The Lions’ collapse over the last five weeks has taken them from first place to out of the playoffs, but coach Jim Schwartz doesn’t believe this season was a failure.
Asked at his press conference today about whether the Lions’ season is a failure, Schwartz said it is not.
“We didn’t make the playoffs and I think that’s obviously anybody’s goal, so we didn’t achieve that goal. But I don’t know if I’d be as strong as to call it failure,” Schwartz said. “We haven’t done a good enough job. I mean, it’s been the quintessential close but no cigar. We’ve battled every game but we’ve come up a play short consistently, whether it was a special teams play or an offensive play or a defensive play.”
When reporters pressed Schwartz on why this season isn’t a failure, Schwartz described himself as a “half-full guy” and said he’s being optimistic.

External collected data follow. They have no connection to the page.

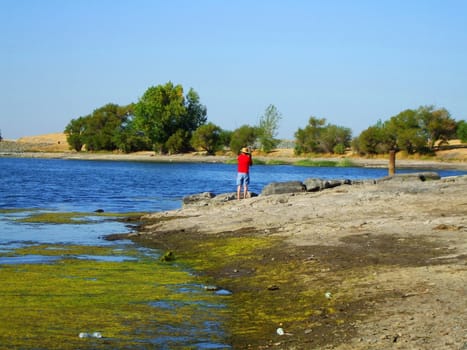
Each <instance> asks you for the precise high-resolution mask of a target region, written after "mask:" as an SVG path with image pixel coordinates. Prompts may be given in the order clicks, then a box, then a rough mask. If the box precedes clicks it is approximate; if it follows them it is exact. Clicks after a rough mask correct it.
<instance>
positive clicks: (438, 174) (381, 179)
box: [377, 171, 441, 182]
mask: <svg viewBox="0 0 467 350" xmlns="http://www.w3.org/2000/svg"><path fill="white" fill-rule="evenodd" d="M439 179H441V176H439V174H438V173H437V172H434V171H424V172H418V173H407V174H396V175H393V176H386V177H383V178H381V179H379V180H377V182H385V181H392V182H405V181H427V180H439Z"/></svg>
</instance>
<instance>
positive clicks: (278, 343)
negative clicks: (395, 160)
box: [134, 176, 467, 349]
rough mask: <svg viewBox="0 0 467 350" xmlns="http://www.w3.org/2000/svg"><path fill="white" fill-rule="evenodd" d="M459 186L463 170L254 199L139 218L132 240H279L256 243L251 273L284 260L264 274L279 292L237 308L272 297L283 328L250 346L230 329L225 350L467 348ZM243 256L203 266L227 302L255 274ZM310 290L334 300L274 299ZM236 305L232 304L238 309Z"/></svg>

“I could get philosophical,” Schwartz said. “When I hear failure, I hear ‘abject failure,’ nothing goes right. That’s the connotation I get from it, maybe you feel different. But I don’t feel that about our team.”
Schwartz also defended his players when asked about Detroit’s turnover problems, saying that Reggie Bush wasn’t holding the ball loose when he lost a fumble in Sunday’s loss to the Giants, and that Matthew Stafford went through his progressions correctly on his interceptions on Sunday. But Schwartz did acknowledge that it was particularly tough to lose on Sunday and then see that the Bears and Packers lost as well, which means that if the Lions had won, they’d just need to beat the Vikings in Week 17 to win the NFC North.
“That made it even tougher to swallow for sure,” Schwartz said.
Asked about his own record as the team’s coach, Schwartz pointed out that he inherited a team that had just gone 0-16.
“I know where we were when I took over and I know where we are now,” Schwartz said.
Whether it’s a failure or not, the season is over for the Lions. And Schwartz may be done as their coach.